11

 生えかけのしっぽを黒い靴で踏みつけて、007はトカゲ男の顔面に片腕のドリルを突き付ける。トカゲ男は白目を剥いて泡を吹いていた。

 回転を止めたドリルでトカゲ男の顔を殴りつけてから足を外す。

「随分頑丈に作りやがって……」

 黒いメイド服のスカートに貼りついた芝生を片手で払い、辺りを見回そうとして羽音を聞きつけた。

 重く風を切る音が、降り続ける雨の音に混ざっている。

「……似たようなのがまた来たし」

 目を細めて007は赤く光る目で上空を見上げた。



 芝生の水を跳ねさせながら走るブーメラン科教師と黒髪の女子生徒。

 その後をハーピーが飛んで追いかけている。

「その怪我でどこまで逃げられるのかなーっ?」

 笑顔を浮かべながらも目に涙を溜め、ハーピーは執拗に二人を追いかけまわしていた。ついに二人は学院の敷地を囲む塀の角まで追い詰められる。

「どうも、戦うしかないって状況みたいかな……」

 黒髪の女子生徒を背後に庇い、ブーメラン科教師は刃のついたブーメランを構える。反対の手で構えた腕にえぐるように刻まれた傷を押えていた。押さえた手の下から血が流れて芝生に垂れる。

「先生は休んでいてください! 私が戦います」

 ブーメランを構えて前へ出ようとした女子生徒を教師は血の付いた手で後ろへ下げた。手を離した腕の傷からは血がとどめなく流れ落ちている。

「大丈夫大丈夫、この程度」

 そうは言うものの、ブーメラン科教師の顔は蒼く、そのうえ足に刻まれた同様の傷が芝生へ血を垂れ流していた。

 ふとハーピーが上を見上げる。水を蹴り、近づいてくる足音。

「回復魔法!……他に怪我はありませんか」

 手を下ろし、駆け寄ってきた白衣の教員は二人に確認する。

「は、はい。先生」

 言いかけて黒髪の女子生徒はよろめいたブーメラン科教師の肩を支えた。女子生徒に礼を言いつつ、ブーメラン科教師は眉をひそめて白衣の教員を見た。

「あっ、援軍が来たみたいだね!」

 だが三人はハーピーの言葉に空を見上げる。




 頭を下げるパタをゴブリンは唖然として見つめていた。

「い、今更……謝ったってもう爺ちゃんはっ!」

 振りかざした斧をパタの胴目掛けて走りながら振るも、斧の石の刃はパタの腕の表面を切ったのみでそれ以上は刺さらなかった。ゴブリンはもう一度斧を引き抜いて振るも同じ傷が増えるばかり。

「本当にごめんなさい、ケルベロスのお爺さんを……」

 謝り続けるパタの腕には似たような古傷がいくつも刻み込まれていた。腕に斧を刺されながらもパタは微動だにせず、ただ握った拳と肩だけを震わせている。

「お前ら人間なんか……こんな冷酷な生き物なんか皆殺してやるっ!」

 涙を流しながらゴブリンは斧を振り続ける。パタの拳から血が流れて芝生を赤く染めた。握った両手から血がこぼれている。

「パタ、おい」

 拳を滴る血を見てルノはゴブリンに警戒しつつパタへ近寄り声をかける。不意にパタの言葉は途切れ、蒼白した表情で芝生を見つめるのみとなった。
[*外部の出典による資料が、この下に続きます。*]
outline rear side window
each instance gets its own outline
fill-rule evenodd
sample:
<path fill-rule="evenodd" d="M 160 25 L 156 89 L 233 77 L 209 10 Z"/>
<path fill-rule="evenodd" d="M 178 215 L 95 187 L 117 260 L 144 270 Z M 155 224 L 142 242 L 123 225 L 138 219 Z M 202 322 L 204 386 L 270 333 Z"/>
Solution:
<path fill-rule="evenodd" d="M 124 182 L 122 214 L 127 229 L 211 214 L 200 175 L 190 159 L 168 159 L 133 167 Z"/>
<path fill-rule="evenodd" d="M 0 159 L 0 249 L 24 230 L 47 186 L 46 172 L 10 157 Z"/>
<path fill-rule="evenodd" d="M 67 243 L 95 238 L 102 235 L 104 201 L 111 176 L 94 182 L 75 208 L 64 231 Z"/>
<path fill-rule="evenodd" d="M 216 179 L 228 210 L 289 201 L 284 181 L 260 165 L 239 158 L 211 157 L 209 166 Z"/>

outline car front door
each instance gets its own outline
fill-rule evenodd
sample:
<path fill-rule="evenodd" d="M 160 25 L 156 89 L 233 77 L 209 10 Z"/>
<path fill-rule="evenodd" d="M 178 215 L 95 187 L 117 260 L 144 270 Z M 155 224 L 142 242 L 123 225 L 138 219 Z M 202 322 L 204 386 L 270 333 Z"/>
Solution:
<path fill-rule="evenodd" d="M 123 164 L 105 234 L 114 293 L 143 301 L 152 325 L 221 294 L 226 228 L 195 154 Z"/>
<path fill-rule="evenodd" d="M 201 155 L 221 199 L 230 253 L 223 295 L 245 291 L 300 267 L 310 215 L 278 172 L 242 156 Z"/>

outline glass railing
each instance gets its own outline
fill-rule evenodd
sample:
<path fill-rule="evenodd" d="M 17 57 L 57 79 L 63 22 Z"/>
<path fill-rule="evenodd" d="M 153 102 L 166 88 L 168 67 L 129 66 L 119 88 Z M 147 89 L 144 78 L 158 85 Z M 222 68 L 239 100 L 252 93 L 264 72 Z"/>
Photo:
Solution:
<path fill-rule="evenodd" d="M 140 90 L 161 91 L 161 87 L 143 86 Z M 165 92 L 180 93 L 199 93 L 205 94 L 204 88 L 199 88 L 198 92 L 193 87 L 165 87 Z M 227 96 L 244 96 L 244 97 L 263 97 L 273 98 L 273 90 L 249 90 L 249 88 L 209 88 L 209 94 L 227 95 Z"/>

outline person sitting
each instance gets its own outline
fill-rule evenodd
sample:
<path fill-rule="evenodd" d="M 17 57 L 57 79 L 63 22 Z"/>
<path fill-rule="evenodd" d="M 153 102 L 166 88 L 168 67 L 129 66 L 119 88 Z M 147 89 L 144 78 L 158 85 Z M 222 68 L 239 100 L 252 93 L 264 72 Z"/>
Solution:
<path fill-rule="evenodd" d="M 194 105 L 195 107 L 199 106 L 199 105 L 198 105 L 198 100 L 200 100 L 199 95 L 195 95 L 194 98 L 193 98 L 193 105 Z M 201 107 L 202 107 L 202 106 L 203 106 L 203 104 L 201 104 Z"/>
 血だらけの手を上げかけたパタから飛び退くようにゴブリンは斧を離し、返り血のかかった顔は今度はルノへ向けられた。

 上空から聞こえた羽音にルノは顔を上げる。

「なっ……」

 声を漏らして茶色の瞳の目を見開いた。黒い雨雲に覆われた夜空を、青い体のドラゴンが羽音を立てながらこちらへ向かって飛んできていた。口から火の息を吐き出すその姿はすでにあと少しで学院へ到着しそうだった。

「ど、どうす……」

 再び視線をパタへ戻そうとしたところに横から斧が振られてルノは飛び退く。ブーメランを構えてゴブリンの斧を避けながら横目にパタを確認した。

 パタへ近寄ろうとするも攻撃を避けるのに精一杯でルノは移動することが出来ない。


「だ……誰か」

 ルノの目に涙がにじむ。だが、その場には他に誰もいなかった。

 先ほどまで見ていたはずのナイフ科教師もいつの間にかいなくなっていた。

「007、来てくれよ……っ」

 ブーメランで斧の刃を防ごうとするも刃がかすって傷が入る。激しい攻防の中、ルノは息をつきながら涙でかすむ景色をなんとか目を細めて見ていた。
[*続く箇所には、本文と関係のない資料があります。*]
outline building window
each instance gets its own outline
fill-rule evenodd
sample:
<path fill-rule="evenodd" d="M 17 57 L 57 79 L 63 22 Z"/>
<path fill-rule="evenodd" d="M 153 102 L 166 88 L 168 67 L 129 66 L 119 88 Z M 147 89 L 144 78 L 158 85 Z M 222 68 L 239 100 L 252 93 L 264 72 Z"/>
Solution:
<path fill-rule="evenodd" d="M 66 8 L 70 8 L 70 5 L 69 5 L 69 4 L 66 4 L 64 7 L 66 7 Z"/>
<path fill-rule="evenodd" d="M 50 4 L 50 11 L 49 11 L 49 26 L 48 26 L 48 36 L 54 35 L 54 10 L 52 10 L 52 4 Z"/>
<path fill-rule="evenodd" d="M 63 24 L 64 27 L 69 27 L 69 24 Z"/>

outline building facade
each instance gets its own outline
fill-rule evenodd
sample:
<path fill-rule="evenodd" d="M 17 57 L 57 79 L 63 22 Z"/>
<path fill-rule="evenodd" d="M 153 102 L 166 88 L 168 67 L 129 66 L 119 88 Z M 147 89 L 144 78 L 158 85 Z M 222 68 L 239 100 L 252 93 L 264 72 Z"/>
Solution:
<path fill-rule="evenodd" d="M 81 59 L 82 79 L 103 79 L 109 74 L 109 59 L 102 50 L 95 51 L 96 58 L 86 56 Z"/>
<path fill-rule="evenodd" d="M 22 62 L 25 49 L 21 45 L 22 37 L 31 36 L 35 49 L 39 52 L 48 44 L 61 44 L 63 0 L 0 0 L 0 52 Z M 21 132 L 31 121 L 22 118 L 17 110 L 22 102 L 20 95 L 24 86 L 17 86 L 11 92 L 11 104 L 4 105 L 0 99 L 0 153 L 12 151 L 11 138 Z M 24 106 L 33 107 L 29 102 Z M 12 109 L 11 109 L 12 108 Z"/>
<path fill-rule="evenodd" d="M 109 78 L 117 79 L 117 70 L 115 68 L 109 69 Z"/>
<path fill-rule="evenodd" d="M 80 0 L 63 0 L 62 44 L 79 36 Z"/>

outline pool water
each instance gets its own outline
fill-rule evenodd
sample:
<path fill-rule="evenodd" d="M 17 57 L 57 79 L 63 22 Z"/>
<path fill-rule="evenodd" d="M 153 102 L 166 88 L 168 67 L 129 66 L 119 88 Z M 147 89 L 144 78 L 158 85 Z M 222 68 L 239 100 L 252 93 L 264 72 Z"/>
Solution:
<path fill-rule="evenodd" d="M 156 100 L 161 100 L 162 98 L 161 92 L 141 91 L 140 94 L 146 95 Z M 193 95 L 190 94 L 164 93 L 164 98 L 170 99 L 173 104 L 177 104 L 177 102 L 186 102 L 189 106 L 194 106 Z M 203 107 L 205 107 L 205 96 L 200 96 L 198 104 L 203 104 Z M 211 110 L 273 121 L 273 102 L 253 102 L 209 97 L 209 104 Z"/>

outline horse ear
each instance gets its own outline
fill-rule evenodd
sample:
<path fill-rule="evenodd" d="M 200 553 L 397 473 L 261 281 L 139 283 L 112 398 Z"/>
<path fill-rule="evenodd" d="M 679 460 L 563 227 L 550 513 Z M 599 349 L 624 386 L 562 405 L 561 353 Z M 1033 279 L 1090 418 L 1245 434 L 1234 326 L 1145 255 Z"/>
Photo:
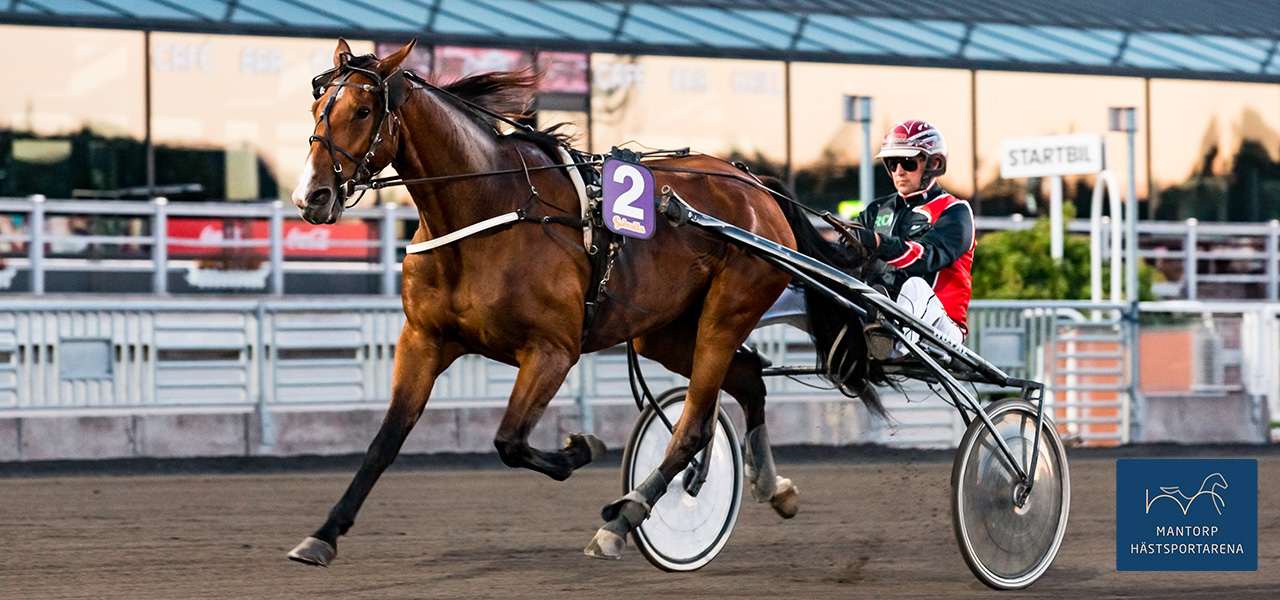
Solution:
<path fill-rule="evenodd" d="M 338 49 L 333 51 L 333 65 L 334 67 L 342 67 L 342 55 L 343 54 L 348 54 L 349 55 L 351 54 L 351 46 L 347 43 L 346 38 L 339 37 L 338 38 Z"/>
<path fill-rule="evenodd" d="M 403 63 L 404 59 L 408 58 L 408 52 L 412 51 L 413 46 L 416 45 L 417 45 L 417 38 L 415 37 L 410 40 L 410 42 L 406 43 L 404 47 L 397 50 L 396 54 L 392 54 L 390 56 L 379 60 L 378 65 L 374 67 L 374 70 L 376 70 L 383 77 L 396 73 L 396 69 L 399 69 L 401 63 Z"/>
 羽音は空中で止まり、校庭に巨大なドラゴンの影が差す。

 四方から悲鳴が聞こえて来た。

 後退する際にルノは石に躓き、濡れた芝生へ座り込んだ。顔を上げたルノの頭にゴブリンの石の斧が振りかぶられる。ルノは俯き、強く目をつむった。

「嫌だ……やめろ」

 涙が頬を伝う。

 振り下ろされた石の刃は顔に当たる寸前で止まった。